ASIC cracks down on s923A non-compliance
The corporate regulator has released its position on whether advisers that do not meet the criteria in s923A of the Corporations Act can call themselves “non-aligned” or “independently-owned”, following years of lobbying on the issue.
In a statement issued today, ASIC announced that, in its opinion, a financial service provider “cannot use terms such as ‘independently-owned’, ‘non-aligned’ and ‘non-institutionally owned’ if it does not satisfy the conditions in s923A”.
This means that any advisers that receive un-rebated product commissions (including for insurance products) or any remuneration based on volume of business can no longer describe themselves to consumers as non-aligned or independently-owned, regardless of ownership structures.
ASIC has also stated that, in some cases, being subject to a non-open approved product list (APL) would mean being unable to use any of the relevant terms, but has said accepting asset-based fees should not be considered a breach of s923A.

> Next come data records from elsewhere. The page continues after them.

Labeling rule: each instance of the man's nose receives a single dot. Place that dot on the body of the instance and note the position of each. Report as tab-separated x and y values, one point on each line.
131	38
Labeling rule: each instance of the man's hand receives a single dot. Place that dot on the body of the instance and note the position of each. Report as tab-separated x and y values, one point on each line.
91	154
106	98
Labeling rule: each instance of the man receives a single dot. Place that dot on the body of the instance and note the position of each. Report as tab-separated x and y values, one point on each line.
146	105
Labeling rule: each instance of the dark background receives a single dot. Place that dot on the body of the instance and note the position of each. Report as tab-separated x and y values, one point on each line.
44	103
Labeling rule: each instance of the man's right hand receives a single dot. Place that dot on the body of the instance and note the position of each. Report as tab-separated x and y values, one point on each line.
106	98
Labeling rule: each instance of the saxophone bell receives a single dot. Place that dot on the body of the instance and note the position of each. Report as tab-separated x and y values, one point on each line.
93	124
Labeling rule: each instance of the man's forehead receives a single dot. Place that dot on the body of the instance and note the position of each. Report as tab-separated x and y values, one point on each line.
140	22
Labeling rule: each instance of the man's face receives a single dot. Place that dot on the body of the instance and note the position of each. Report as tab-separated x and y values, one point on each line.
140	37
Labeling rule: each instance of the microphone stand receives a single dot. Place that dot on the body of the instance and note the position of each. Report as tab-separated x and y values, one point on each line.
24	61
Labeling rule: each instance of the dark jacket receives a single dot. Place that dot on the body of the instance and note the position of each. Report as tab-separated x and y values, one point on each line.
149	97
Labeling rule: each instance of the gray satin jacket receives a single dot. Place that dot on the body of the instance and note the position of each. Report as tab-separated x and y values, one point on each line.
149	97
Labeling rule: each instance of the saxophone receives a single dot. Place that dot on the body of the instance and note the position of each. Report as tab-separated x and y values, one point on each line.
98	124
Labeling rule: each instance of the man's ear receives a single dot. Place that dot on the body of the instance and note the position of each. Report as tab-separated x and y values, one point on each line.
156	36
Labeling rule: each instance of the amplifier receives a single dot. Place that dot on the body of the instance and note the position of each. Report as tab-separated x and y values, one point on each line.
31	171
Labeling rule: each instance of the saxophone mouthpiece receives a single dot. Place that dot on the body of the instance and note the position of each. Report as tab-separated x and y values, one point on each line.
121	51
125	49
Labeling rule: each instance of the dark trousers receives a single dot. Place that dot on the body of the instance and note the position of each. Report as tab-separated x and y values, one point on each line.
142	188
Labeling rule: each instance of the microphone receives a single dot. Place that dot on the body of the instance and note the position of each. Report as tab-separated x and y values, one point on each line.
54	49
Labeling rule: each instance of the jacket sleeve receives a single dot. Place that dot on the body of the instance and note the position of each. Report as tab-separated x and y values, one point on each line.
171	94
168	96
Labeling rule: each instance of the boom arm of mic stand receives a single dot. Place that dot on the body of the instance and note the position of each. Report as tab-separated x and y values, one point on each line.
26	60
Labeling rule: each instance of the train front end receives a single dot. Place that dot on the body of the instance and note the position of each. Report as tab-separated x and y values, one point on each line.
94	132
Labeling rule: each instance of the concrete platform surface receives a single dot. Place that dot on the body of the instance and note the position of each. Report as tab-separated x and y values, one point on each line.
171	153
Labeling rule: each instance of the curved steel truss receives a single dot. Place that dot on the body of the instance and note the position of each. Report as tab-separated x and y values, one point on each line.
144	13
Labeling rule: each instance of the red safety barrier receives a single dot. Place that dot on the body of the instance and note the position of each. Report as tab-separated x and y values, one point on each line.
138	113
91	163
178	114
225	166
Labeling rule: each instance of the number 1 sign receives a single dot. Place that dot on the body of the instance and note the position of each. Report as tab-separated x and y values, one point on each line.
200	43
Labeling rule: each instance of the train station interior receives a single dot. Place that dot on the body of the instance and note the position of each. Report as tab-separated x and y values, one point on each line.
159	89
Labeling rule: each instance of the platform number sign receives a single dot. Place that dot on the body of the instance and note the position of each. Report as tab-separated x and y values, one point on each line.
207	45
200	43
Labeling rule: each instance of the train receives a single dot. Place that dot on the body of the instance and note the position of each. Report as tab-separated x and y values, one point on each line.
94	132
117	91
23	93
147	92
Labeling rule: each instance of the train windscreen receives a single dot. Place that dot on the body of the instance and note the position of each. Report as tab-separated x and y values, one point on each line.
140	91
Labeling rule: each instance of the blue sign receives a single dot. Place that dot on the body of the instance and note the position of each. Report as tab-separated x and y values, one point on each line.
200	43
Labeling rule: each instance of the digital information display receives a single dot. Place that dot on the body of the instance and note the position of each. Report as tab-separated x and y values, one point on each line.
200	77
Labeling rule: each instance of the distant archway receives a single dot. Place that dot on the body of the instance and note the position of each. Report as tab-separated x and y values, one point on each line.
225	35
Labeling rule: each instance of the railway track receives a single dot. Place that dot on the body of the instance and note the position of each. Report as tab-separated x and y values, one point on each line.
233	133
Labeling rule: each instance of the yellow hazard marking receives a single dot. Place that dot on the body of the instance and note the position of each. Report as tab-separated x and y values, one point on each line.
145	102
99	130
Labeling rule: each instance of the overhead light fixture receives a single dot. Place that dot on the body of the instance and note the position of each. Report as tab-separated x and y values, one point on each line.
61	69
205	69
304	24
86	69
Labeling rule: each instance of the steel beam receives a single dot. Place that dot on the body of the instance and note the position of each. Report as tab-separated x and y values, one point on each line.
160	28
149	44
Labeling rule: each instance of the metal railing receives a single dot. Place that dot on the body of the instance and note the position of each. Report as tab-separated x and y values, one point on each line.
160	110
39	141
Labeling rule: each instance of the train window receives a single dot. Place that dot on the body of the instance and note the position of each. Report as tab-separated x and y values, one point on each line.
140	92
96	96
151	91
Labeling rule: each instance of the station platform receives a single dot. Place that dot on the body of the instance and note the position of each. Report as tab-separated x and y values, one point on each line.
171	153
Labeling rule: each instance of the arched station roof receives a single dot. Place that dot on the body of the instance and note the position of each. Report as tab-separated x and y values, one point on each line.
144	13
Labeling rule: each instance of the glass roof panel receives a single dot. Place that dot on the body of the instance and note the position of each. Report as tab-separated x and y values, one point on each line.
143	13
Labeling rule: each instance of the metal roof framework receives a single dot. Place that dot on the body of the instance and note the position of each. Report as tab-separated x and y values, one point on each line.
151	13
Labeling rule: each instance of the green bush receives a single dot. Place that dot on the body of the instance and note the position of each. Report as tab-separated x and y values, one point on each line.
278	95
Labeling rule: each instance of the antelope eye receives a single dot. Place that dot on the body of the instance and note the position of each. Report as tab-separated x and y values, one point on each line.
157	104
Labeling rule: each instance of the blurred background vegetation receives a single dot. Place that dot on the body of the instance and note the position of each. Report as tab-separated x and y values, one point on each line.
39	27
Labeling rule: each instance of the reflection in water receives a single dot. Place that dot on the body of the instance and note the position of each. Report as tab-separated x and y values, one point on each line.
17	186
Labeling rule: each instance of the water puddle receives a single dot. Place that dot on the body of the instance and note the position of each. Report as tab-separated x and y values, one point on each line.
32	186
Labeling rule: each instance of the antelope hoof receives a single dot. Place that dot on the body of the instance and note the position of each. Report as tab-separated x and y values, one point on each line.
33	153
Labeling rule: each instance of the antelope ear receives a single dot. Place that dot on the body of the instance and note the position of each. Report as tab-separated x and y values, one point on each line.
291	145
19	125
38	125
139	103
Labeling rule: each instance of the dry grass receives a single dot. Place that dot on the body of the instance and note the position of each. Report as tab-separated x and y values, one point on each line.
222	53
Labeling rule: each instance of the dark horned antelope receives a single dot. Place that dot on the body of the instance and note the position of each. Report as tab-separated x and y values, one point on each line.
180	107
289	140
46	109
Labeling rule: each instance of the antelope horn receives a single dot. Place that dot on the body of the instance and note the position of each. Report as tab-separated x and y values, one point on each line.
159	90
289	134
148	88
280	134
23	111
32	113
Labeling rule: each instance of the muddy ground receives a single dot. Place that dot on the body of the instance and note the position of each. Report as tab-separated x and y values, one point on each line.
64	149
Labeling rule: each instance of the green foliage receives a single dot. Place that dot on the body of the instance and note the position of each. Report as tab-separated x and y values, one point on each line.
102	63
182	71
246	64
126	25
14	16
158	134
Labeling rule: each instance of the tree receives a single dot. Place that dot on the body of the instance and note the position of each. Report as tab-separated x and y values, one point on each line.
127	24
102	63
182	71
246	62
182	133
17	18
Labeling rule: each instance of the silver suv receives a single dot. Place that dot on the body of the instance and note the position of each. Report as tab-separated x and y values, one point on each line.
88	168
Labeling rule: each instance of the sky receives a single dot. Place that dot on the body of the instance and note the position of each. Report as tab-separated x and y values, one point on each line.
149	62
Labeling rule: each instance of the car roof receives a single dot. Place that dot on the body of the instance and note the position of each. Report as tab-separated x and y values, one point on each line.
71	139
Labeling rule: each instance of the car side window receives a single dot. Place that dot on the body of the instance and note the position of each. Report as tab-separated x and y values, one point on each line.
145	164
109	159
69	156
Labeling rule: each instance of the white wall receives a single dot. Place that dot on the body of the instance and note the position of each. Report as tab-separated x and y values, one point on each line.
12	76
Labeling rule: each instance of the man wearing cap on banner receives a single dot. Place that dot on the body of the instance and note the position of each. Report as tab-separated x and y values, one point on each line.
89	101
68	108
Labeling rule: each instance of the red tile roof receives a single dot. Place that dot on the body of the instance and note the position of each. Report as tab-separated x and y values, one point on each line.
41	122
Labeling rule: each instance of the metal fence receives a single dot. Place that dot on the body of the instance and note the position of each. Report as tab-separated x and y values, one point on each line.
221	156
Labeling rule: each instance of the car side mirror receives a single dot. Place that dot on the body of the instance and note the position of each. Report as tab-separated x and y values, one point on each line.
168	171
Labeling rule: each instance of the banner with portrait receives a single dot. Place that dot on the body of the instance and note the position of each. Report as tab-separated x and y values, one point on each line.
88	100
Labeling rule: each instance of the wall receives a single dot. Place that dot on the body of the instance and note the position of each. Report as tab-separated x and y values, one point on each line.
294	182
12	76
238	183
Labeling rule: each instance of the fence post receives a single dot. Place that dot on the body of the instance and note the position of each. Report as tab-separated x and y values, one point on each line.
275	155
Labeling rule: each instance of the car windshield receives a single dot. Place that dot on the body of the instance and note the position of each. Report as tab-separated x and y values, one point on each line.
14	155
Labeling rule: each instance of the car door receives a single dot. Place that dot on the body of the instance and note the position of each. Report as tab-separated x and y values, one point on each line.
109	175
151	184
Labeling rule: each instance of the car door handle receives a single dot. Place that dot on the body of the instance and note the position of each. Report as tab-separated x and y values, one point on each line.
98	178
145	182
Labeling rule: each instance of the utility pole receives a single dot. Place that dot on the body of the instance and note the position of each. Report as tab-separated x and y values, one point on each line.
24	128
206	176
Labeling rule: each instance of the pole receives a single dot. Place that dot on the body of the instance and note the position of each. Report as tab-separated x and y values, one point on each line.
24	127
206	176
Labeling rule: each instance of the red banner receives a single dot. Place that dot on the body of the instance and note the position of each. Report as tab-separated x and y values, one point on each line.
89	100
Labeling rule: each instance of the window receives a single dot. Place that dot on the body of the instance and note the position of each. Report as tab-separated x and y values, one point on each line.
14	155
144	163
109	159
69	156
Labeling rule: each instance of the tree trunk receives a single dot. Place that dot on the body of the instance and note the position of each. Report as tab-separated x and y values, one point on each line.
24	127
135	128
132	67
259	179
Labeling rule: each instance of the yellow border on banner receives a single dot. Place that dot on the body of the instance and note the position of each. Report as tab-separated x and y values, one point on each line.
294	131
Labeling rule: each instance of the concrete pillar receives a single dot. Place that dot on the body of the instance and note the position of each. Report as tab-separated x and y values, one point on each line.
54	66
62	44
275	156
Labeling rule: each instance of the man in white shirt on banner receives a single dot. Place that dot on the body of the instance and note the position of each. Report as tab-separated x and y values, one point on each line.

The regulator has granted a period of six months for advisers to comply with the revised position, including removing any restricted terms from marketing collateral.
However, the relief will not apply to those using the terms ‘independent’, ‘unbiased’ or ‘impartial’, which are clearly stipulated in the act.
The clarification follows years of negotiation and debate on the topic, since the terms ‘independently-owned’ and ‘non-aligned’ do not appear in the legislation.